EmboFlow/design/02-architecture/system-architecture.md

201 lines
4.1 KiB
Markdown

# EmboFlow System Architecture
## Architecture Style
EmboFlow V1 is a browser/server platform built as:
- Web frontend
- Modular backend control plane
- Independent worker runtime
- MongoDB as the only database
- Object storage abstraction over cloud object storage or MinIO
- Local scheduler in V1 with future migration path to Kubernetes and Volcano
The architecture should preserve clear service boundaries even if V1 is implemented as a modular monolith plus workers.
## High-Level Layers
### Frontend Layer
- Asset workspace
- Canvas workspace
- Explore workspace
- Label workspace
- Admin workspace
### Control Plane
- Identity and authorization
- Workspace and project management
- Asset and dataset metadata
- Workflow definition management
- Plugin registry and activation
- Run orchestration API
- Artifact indexing
### Execution Plane
- Workflow DAG compilation
- Task queue dispatch
- Worker execution
- Executor routing
- Log and artifact collection
### Storage Layer
- MongoDB for metadata and run state
- Object storage for files and large outputs
- Temporary local working directories for execution
## Core Domain Objects
- User
- Workspace
- Project
- Asset
- Dataset
- DatasetVersion
- WorkflowDefinition
- WorkflowVersion
- WorkflowRun
- RunTask
- Artifact
- AnnotationTask
- Annotation
- Plugin
- StorageConnection
## Raw Asset And Canonical Dataset Model
The platform must distinguish between:
- Raw Asset View
- Canonical Dataset View
Raw assets preserve source structure, file paths, metadata layout, and original naming. Canonical datasets provide a normalized semantic layer for workflow nodes and export logic.

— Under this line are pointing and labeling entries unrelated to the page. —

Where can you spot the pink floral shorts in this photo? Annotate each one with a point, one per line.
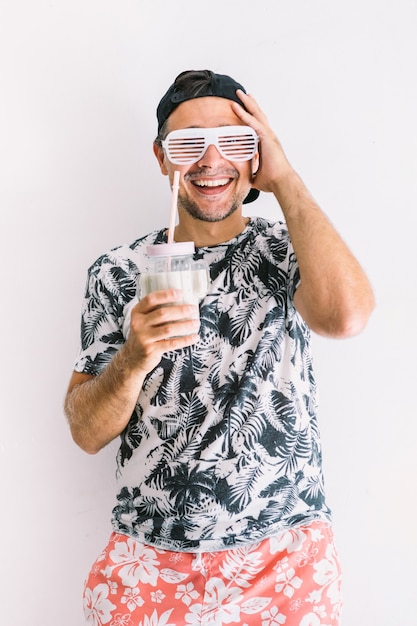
(292, 578)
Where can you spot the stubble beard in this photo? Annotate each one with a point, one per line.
(215, 215)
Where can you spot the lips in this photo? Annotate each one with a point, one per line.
(206, 182)
(211, 186)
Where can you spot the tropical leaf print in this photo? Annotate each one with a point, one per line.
(223, 445)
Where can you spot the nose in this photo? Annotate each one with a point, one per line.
(210, 157)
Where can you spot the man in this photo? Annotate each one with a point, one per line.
(220, 515)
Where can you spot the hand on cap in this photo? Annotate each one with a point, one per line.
(274, 165)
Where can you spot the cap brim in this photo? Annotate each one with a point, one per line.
(252, 195)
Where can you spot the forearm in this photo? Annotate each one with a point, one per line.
(335, 296)
(99, 408)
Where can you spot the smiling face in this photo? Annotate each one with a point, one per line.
(213, 188)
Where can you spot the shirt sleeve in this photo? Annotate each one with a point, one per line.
(101, 316)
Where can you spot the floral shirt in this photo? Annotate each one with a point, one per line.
(223, 446)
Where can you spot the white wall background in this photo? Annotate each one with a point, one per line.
(79, 84)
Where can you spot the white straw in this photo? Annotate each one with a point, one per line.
(173, 213)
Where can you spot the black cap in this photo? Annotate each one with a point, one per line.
(218, 85)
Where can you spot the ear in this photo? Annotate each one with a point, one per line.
(160, 155)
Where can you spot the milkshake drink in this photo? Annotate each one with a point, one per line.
(171, 266)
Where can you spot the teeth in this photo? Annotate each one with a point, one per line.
(211, 183)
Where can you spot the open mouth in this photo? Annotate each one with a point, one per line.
(211, 186)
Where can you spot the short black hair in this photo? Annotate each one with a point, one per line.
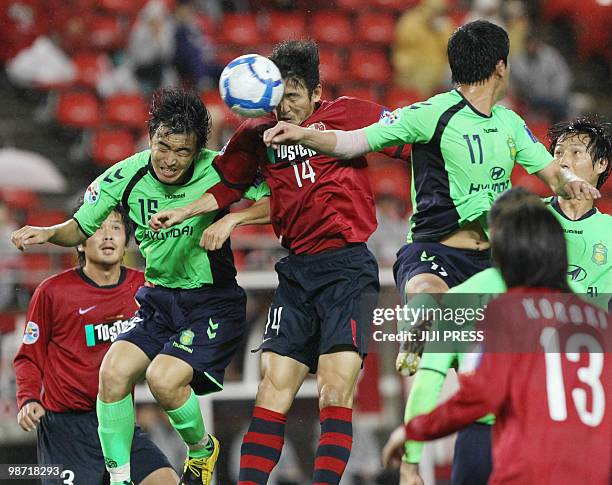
(127, 226)
(599, 132)
(180, 111)
(298, 60)
(508, 201)
(528, 247)
(474, 49)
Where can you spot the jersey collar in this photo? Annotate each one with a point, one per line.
(555, 205)
(89, 281)
(479, 113)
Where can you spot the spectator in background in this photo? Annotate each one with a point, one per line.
(9, 257)
(194, 54)
(151, 44)
(542, 79)
(391, 231)
(419, 50)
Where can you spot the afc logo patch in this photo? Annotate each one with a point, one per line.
(31, 333)
(388, 118)
(92, 194)
(319, 126)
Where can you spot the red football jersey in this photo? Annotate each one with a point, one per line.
(317, 202)
(71, 323)
(553, 409)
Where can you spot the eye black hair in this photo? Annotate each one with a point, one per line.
(298, 61)
(599, 132)
(474, 49)
(181, 112)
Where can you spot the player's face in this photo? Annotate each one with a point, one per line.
(172, 154)
(571, 153)
(107, 246)
(296, 104)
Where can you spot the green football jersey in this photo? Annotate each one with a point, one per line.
(173, 257)
(461, 159)
(588, 240)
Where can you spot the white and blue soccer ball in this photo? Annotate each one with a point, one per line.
(251, 85)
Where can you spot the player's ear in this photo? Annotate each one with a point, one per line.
(600, 166)
(500, 69)
(316, 94)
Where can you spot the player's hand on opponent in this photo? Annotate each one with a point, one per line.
(167, 218)
(29, 235)
(29, 416)
(409, 474)
(283, 134)
(394, 448)
(216, 234)
(579, 189)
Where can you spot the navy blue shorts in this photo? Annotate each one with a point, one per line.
(323, 304)
(453, 265)
(202, 327)
(472, 462)
(71, 440)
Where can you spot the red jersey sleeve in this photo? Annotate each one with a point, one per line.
(30, 360)
(238, 161)
(361, 113)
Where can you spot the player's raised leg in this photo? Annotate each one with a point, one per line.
(262, 445)
(169, 379)
(336, 378)
(123, 365)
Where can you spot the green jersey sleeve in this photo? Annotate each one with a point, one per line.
(530, 153)
(411, 124)
(104, 194)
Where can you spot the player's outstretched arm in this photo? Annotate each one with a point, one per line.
(29, 415)
(171, 217)
(66, 234)
(566, 184)
(216, 234)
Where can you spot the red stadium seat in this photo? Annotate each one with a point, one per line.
(90, 67)
(215, 104)
(111, 146)
(107, 33)
(126, 110)
(331, 66)
(282, 26)
(398, 97)
(240, 29)
(122, 7)
(332, 27)
(367, 92)
(397, 5)
(45, 217)
(375, 28)
(78, 110)
(369, 65)
(351, 4)
(392, 178)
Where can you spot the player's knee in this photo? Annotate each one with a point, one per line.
(274, 396)
(114, 383)
(335, 394)
(162, 381)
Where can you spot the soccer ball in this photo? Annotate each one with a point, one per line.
(251, 85)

Visualization may read raw assets directly. Conversion, orchestration, and export should primarily target canonical semantics.
## Workflow Model
Workflow definitions are versioned and contain:
- Visual graph state
- Logical node and edge graph
- Runtime configuration
- Plugin references
Workflow execution produces immutable workflow runs. A run snapshots:
- Workflow version
- Node configuration
- Injected code
- Executor settings
- Input bindings
Runs compile into task DAGs.
## Node And Plugin Model
### Node Categories
- Source
- Transform
- Inspect
- Annotate
- Export
- Utility
### Node Definition Contract
Each node definition includes:
- Metadata
- Input schema
- Output schema
- Config schema
- UI schema
- Executor type
- Runtime limits
- Optional code hook contract
### Plugin Types
- Node plugins
- Reader/writer plugins
- Renderer plugins
- Executor plugins
- Integration plugins
## Execution Architecture
### Executors
- Python executor
- Docker executor
- HTTP executor
V1 should prioritize Python and Docker. HTTP executor is useful for integrating external services.
### Schedulers
- Local scheduler in V1
- Kubernetes scheduler later
- Volcano scheduler later
Executors and schedulers are separate abstractions:
- Executor defines how logic runs
- Scheduler defines where and under what scheduling policy it runs
## Storage Architecture
### MongoDB Collections
Recommended primary collections:
- users
- workspaces
- projects
- memberships
- assets
- asset_probe_reports
- datasets
- dataset_versions
- workflow_definitions
- workflow_definition_versions
- workflow_runs
- run_tasks
- artifacts
- annotation_tasks
- annotations
- plugins
- storage_connections
- audit_logs
### Object Storage Content
- Raw uploads
- Imported archives
- Normalized export packages
- Training config packages
- Preview resources
- Logs and attachments
- Large manifests and file indexes
## Security Model
User-injected code is low-trust code and must not run in web or API processes.
V1 runtime policy:
- Built-in trusted nodes may use Python executor
- Plugin code should run in controlled runtimes
- User-injected code should default to Docker executor
- Network access should be denied by default for user code
- Input and output paths should be explicitly mounted
## Deployment Direction
V1 deployment target is a single public server using containerized application services. The architecture must still preserve future migration to multi-node environments.